Is this expected behavior or just I missed something?

---

here's full simulate result

https://github.com/NanoComp/meep/assets/81346885/b61fece9-3be5-4d1f-af1c-99f88e65d63d

here's code for simulation and visualization

import meep as mp
import numpy as np

DESIGN_RESOLUTION = 0.05  # μm(50nm)

def simulate(surface_refractive_mat:np.ndarray, simulation_resolution:float = 60) -> np.ndarray:
    dpml = 1.0       # PML层厚度 μm
    dsub = 0.5       # 基底厚度 μm
    dpad = 0.75      # 模型顶端与PML层距离 μm
    gh = 0.5         # 高度 μm
    lcen = 0.98      # 中心波长 μm

    gp = len(surface_refractive_mat) * DESIGN_RESOLUTION  # 周期 μm

    fcen = 1/lcen
    df = 0.2*fcen
    sx = dpml + dsub + gh + dpad + dpml
    sy = gp
    sz = gp

    pixel_len = DESIGN_RESOLUTION

    k_point = mp.Vector3(0, 0, 0)
    a_Si = mp.Medium(index=3.4)
    SiO2 = mp.Medium(index=1.5)
    pml_layers = [mp.PML(thickness=dpml, direction=mp.X)]

    src_pt = mp.Vector3(-0.5*sx+dpml+0.5*dsub, 0, 0)
    mon_pt = mp.Vector3(0.5*sx-dpml-0.6*dpad, 0, 0)
    geometry = [mp.Block(
        material=SiO2,
        size=mp.Vector3(dpml+dsub, mp.inf, mp.inf),
        center=mp.Vector3(-0.5*sx+0.5*(dpml+dsub), 0, 0),
    )]
    cell_size = mp.Vector3(sx, sy, sz)
    sources = [mp.Source(
        mp.GaussianSource(fcen, fwidth=df),
        component=mp.Ez,
        center=src_pt,
        size=mp.Vector3(0, sy, sz)
        )]
    for i,j in zip(*np.nonzero(surface_refractive_mat)):
        geometry.append(
            mp.Block(
                material=mp.Medium(index=surface_refractive_mat[i,j]),
                size=mp.Vector3(gh, pixel_len, pixel_len),
                center=mp.Vector3(
                    -0.5*sx+dpml+dsub+0.5*gh,
                    -gp / 2 + pixel_len / 2 + i * pixel_len,
                    -gp / 2 + pixel_len / 2 + j * pixel_len,
                    )
                )
            )

    sim = mp.Simulation(
        resolution=simulation_resolution,
        cell_size=cell_size,
        boundary_layers=pml_layers,
        geometry=geometry,
        k_point=k_point,
        sources=sources,
        )
    nonpml_vol = mp.Volume(center=mon_pt, size=mp.Vector3(
        y=sy,
        z=sz,
    ))
    dft_obj = sim.add_dft_fields([mp.Ex,mp.Ey,mp.Ez,mp.Hx,mp.Hy,mp.Hz], fcen, 0, 1, where=nonpml_vol)
    sim.run(until_after_sources=mp.stop_when_fields_decayed(3,mp.Ez,mon_pt,3e-4))

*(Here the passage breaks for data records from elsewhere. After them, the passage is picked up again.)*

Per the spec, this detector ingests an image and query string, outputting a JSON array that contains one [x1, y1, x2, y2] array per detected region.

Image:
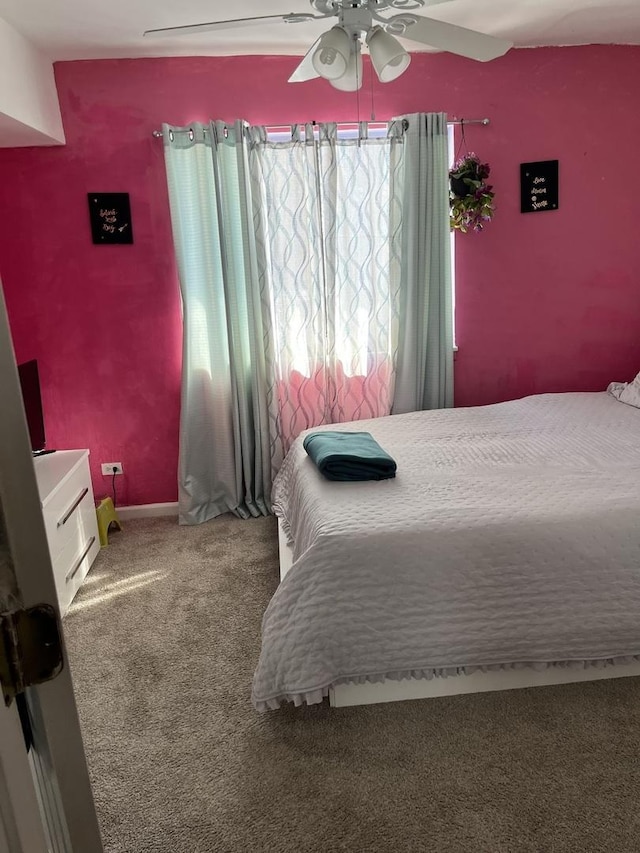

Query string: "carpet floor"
[[64, 516, 640, 853]]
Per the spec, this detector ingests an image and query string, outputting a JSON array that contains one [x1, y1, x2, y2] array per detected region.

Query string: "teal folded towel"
[[302, 430, 397, 481]]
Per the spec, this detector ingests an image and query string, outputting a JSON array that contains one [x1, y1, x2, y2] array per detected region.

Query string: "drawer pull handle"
[[64, 536, 96, 583], [58, 486, 89, 527]]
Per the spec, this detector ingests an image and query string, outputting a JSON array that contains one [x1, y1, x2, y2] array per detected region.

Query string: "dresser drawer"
[[34, 450, 100, 614], [43, 456, 96, 561], [52, 527, 100, 615]]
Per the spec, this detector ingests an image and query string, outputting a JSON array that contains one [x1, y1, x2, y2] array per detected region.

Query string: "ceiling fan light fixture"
[[312, 26, 351, 80], [329, 39, 362, 92], [367, 27, 411, 83]]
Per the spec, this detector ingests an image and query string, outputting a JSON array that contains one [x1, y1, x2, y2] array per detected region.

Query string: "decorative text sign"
[[520, 160, 558, 213], [87, 193, 133, 244]]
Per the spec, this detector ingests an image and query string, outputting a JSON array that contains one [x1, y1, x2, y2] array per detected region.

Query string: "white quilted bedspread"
[[253, 393, 640, 710]]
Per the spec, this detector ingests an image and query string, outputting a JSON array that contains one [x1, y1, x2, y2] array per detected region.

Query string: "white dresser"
[[33, 450, 100, 614]]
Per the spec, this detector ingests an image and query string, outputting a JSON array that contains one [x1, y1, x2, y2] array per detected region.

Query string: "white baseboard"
[[116, 501, 178, 521]]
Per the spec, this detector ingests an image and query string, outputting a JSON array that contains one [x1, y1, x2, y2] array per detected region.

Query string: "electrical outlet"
[[102, 462, 124, 477]]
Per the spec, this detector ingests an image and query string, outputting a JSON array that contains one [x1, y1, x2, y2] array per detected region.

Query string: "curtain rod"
[[152, 118, 490, 139]]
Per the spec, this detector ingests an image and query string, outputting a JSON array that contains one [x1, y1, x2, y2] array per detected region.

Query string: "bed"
[[252, 393, 640, 711]]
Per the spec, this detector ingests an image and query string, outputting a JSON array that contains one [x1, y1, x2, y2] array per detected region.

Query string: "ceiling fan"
[[144, 0, 513, 92]]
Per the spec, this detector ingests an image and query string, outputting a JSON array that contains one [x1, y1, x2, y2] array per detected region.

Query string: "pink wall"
[[0, 47, 640, 504]]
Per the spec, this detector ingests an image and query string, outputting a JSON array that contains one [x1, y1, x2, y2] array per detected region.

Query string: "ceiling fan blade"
[[142, 13, 302, 37], [401, 15, 513, 62], [287, 38, 320, 83]]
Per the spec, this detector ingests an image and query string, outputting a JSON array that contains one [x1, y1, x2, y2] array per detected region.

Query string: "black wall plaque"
[[520, 160, 558, 213], [87, 193, 133, 244]]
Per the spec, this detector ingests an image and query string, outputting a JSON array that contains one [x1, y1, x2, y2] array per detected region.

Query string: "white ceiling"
[[0, 0, 640, 61]]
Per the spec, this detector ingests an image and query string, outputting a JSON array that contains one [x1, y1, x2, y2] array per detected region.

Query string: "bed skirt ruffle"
[[253, 654, 640, 713]]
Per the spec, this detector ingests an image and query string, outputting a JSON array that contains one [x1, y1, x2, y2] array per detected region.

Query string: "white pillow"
[[607, 373, 640, 409]]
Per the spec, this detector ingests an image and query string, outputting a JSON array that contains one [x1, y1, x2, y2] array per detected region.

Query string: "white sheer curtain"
[[252, 122, 403, 468], [163, 115, 452, 523]]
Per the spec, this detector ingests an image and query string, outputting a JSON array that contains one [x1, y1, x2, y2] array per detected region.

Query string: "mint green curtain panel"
[[393, 113, 453, 414], [163, 122, 271, 524], [163, 115, 453, 524]]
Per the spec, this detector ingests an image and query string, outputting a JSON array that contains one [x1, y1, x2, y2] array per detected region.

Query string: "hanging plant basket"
[[449, 154, 495, 233]]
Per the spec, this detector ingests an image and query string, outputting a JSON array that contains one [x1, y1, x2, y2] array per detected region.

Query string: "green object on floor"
[[96, 498, 122, 548]]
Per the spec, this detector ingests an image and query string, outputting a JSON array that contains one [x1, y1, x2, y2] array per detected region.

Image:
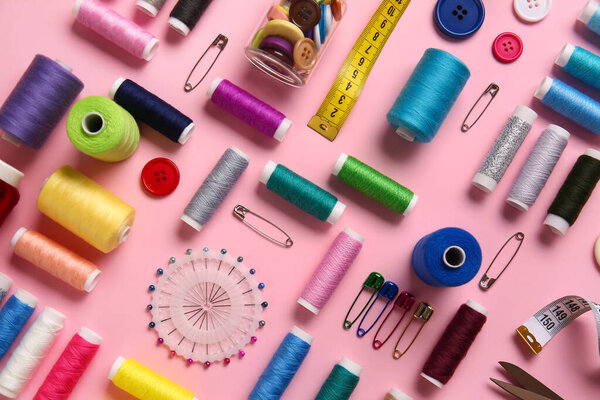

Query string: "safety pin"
[[233, 204, 294, 247], [344, 272, 385, 329], [373, 291, 415, 350], [460, 83, 500, 132], [479, 232, 525, 290], [356, 281, 399, 337], [183, 34, 229, 92], [393, 302, 433, 360]]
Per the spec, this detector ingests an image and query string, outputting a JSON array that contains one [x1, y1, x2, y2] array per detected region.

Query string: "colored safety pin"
[[373, 291, 415, 349], [183, 34, 229, 92], [479, 232, 525, 290], [393, 302, 433, 360], [344, 272, 385, 329], [460, 83, 500, 132], [233, 204, 294, 247], [356, 281, 399, 337]]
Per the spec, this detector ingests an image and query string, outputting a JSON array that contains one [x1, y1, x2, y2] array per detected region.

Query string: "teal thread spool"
[[387, 49, 471, 143], [315, 357, 362, 400], [331, 153, 419, 216], [258, 161, 346, 225]]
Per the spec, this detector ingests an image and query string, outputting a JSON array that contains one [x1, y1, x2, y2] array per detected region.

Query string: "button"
[[435, 0, 485, 39], [513, 0, 552, 22], [492, 32, 523, 63], [294, 38, 317, 70], [142, 157, 179, 196], [290, 0, 321, 30]]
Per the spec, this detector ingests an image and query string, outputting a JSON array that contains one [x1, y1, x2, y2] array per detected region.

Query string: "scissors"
[[490, 361, 564, 400]]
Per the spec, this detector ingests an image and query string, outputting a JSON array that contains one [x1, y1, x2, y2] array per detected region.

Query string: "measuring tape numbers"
[[308, 0, 410, 141], [517, 296, 600, 354]]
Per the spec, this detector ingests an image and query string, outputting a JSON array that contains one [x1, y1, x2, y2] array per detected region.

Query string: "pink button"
[[492, 32, 523, 63]]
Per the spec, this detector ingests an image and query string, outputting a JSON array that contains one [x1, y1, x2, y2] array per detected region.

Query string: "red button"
[[142, 157, 179, 196], [492, 32, 523, 63]]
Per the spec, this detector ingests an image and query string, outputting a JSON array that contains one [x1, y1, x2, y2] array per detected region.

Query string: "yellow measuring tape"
[[308, 0, 410, 141]]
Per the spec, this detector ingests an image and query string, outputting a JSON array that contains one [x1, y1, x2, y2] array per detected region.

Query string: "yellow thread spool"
[[108, 357, 198, 400], [37, 165, 135, 253]]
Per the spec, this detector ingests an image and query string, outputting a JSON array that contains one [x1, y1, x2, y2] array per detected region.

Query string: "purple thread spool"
[[208, 78, 292, 142], [0, 54, 83, 149]]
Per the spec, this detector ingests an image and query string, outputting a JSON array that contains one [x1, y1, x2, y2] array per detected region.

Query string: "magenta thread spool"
[[207, 78, 292, 142], [73, 0, 159, 61], [298, 228, 364, 315]]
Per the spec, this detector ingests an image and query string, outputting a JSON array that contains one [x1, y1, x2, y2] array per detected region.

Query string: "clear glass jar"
[[245, 0, 346, 87]]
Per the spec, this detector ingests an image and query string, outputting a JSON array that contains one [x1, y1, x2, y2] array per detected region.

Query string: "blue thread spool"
[[258, 161, 346, 225], [534, 77, 600, 135], [248, 326, 313, 400], [412, 228, 481, 287], [0, 289, 37, 360], [387, 49, 471, 143]]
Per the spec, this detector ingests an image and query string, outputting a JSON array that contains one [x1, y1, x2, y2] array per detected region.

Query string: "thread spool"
[[387, 49, 471, 143], [33, 326, 102, 400], [109, 78, 195, 144], [0, 307, 67, 399], [315, 357, 362, 400], [73, 0, 159, 61], [207, 78, 292, 142], [412, 228, 481, 287], [37, 165, 135, 253], [67, 96, 140, 162], [0, 289, 37, 360], [331, 153, 419, 216], [554, 43, 600, 89], [298, 228, 365, 315], [108, 357, 198, 400], [0, 160, 24, 226], [421, 300, 488, 388], [544, 149, 600, 235], [10, 228, 100, 293], [0, 54, 83, 149], [258, 161, 346, 225], [534, 77, 600, 135], [248, 326, 313, 400], [472, 106, 537, 193], [181, 147, 250, 231], [506, 124, 570, 211], [169, 0, 212, 36]]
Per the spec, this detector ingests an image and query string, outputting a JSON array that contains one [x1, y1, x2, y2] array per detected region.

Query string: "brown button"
[[289, 0, 321, 31], [294, 38, 317, 70]]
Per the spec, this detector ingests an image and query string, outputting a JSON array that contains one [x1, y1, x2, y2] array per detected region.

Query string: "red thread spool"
[[421, 300, 487, 388]]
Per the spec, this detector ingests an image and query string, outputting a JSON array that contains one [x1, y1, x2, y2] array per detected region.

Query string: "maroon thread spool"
[[0, 160, 23, 226], [421, 300, 487, 388]]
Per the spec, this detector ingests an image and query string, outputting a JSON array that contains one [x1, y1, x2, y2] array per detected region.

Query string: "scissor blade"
[[490, 378, 549, 400], [499, 361, 563, 400]]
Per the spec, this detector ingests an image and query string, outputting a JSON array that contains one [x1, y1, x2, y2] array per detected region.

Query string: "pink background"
[[0, 0, 600, 400]]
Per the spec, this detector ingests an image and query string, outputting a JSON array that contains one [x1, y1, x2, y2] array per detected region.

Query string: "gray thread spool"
[[506, 124, 570, 211], [181, 147, 250, 231], [472, 106, 537, 193]]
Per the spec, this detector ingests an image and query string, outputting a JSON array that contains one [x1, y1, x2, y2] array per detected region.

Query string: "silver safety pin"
[[233, 204, 294, 247]]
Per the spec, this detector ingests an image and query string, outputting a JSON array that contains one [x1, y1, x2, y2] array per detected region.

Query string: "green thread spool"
[[331, 153, 419, 216], [315, 357, 362, 400], [67, 96, 140, 162]]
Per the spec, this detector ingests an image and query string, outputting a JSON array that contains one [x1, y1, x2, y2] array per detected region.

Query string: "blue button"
[[435, 0, 485, 39]]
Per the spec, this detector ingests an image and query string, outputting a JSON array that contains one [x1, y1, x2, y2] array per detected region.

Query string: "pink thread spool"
[[73, 0, 159, 61], [33, 326, 102, 400], [298, 228, 365, 315], [207, 78, 292, 142]]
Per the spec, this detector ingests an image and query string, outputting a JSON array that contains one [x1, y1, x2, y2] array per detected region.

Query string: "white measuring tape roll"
[[517, 296, 600, 354]]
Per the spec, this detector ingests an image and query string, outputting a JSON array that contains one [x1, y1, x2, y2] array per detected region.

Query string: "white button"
[[514, 0, 552, 22]]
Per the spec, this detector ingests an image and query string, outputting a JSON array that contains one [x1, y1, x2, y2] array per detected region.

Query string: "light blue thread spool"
[[387, 49, 471, 143], [555, 43, 600, 89], [248, 326, 313, 400], [534, 77, 600, 135]]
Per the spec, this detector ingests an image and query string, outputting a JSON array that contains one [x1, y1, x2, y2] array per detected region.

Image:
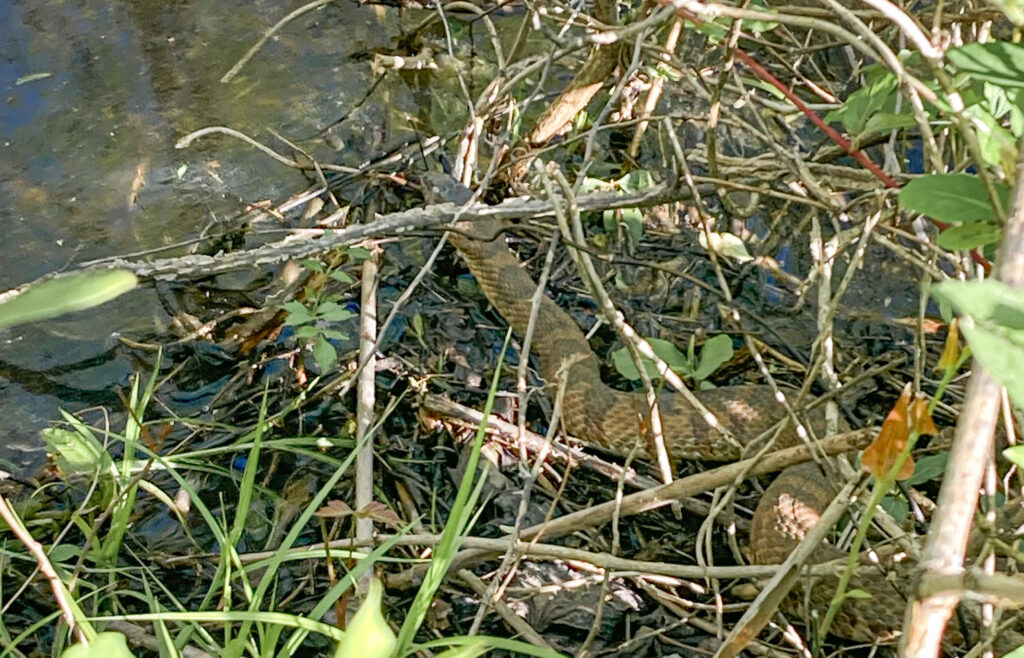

    Ex = sim.get_dft_array(dft_obj, mp.Ex, 0)
    Ey = sim.get_dft_array(dft_obj, mp.Ey, 0)
    Ez = sim.get_dft_array(dft_obj, mp.Ez, 0)
    Hx = sim.get_dft_array(dft_obj, mp.Hx, 0)
    Hy = sim.get_dft_array(dft_obj, mp.Hy, 0)
    Hz = sim.get_dft_array(dft_obj, mp.Hz, 0)

    field = np.empty((12,*Ex.shape))
    field[0,...] = Ex.real
    field[1,...] = Ex.imag
    field[2,...] = Ey.real
    field[3,...] = Ey.imag
    field[4,...] = Ez.real
    field[5,...] = Ez.imag
    field[6,...] = Hx.real
    field[7,...] = Hx.imag
    field[8,...] = Hy.real
    field[9,...] = Hy.imag
    field[10,...] = Hz.real
    field[11,...] = Hz.imag
    return field

# simulate under different resolution
RESOLUTION_FROM = 10
RESOLUTION_TO = 301
results = []
surface = np.random.rand(20,20) + 1

for resolution in range(RESOLUTION_FROM, RESOLUTION_TO):
    field = simulate(surface, resolution)
    results.append(field[4:6,:,:])  # Ez

# visualization
import matplotlib.pyplot as plt
from matplotlib.animation import FuncAnimation

PLAY_SECONDS = 30

fig, axs = plt.subplots(1,3,figsize=(20,8),tight_layout=True)
axs[0].imshow(surface)
axs[0].set_title('surface')

def animate(i):
    fig.suptitle(f'resolution{i + RESOLUTION_FROM} size{len(surface)} to size{len(results[i])}')
    axs[1].clear()
    axs[1].imshow(np.real(results[i]))
    axs[1].set_title('field re')
    axs[2].clear()
    axs[2].imshow(np.imag(results[i]))
    axs[2].set_title('field im')

ani = FuncAnimation(fig, animate, frames=len(results), interval=int(1000*PLAY_SECONDS/len(results)), cache_frame_data=False)
try:
    ani.save(f'resolution_stability_test.mp4', writer='ffmpeg')
except BaseException:
    ani.save(f'resolution_stability_test.gif')
plt.close('all')

[stevengj]

Maybe you have a very sharp resonance? I would try looking at the transmission spectrum.